Readers may recall with avid disgust the charades of one Josh Garza, former CEO of miner turned scam company GAW Miners, who recently plead guilty to massive fraud. Now, the SEC says they are not done with him and want his former company to pay $12 million in reimbursements and civil penalties.
Strangely, this doesn’t effect Garza personally very much. The companies, which have no cash or assets between them, are certainly not worth $12 million. It would seem obvious that the people who plead guilty to fraud should not be protected under any corporate guise – they cannot hide the misdoings of themselves behind the shells of allegedly upstanding organizations. This is to say, anything Garza may do in the future which is profitable should first have to recompense the many people he victimized in his “cloud mining” scam, forever tainting the mining industry and putting us on high alert to anyone at all who comes into the space.
In 2015, the SEC took action against Garza and others who were scamming in the mining industry. Up until the bitter end, an apparently large crowd of people seemed determined to make Garza, and their collective cryptocurrency, Paycoin, a success, to the detriment of them all. Garza perhaps profited the most in his ponzi mining scheme, but ultimately everybody lost, including him.

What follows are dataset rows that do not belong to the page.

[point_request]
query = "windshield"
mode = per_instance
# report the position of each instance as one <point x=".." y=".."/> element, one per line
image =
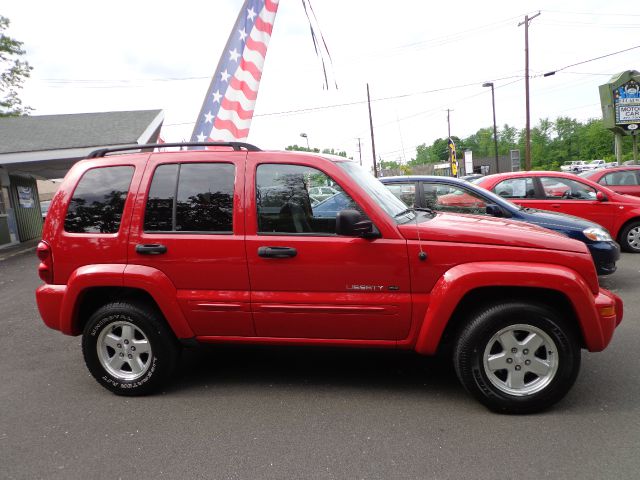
<point x="376" y="190"/>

It begs the question of whether the victims will be compensated regardless. It’s interesting that perhaps victims lose because the law does not make it seem like an obvious move to go after Garza for his own money in order to compensate for his malfeasance. Instead, the government is supposed to extract the funds from bankrupt, non-existent companies.

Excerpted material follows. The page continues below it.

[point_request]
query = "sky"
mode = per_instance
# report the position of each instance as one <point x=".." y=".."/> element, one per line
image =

This makes absolutely no sense, and it really illustrates the problem in Bitcoin. People are perhaps to eager to believe that things are going well when they see alleged figures on a screen telling them how much they’ve made. The Paycoin scandal, after all, reached a crescendo when they began selling items through Amazon Prime for Paycoins. In the beginning, the coins were supposed to buy $20 worth of merchandise each, but this simply did not hold, as the price promise itself never held.
Bitcoin has always been particularly attractive to scammers and other criminals, but this is no different from cash. The difference is that it’s more notable with Bitcoin, perhaps a bit easier in the digital realm, because Bitcoin is still new. Hopefully in the future Bitcoin will instead become associated with numerous good things instead of a mix of good and bad things.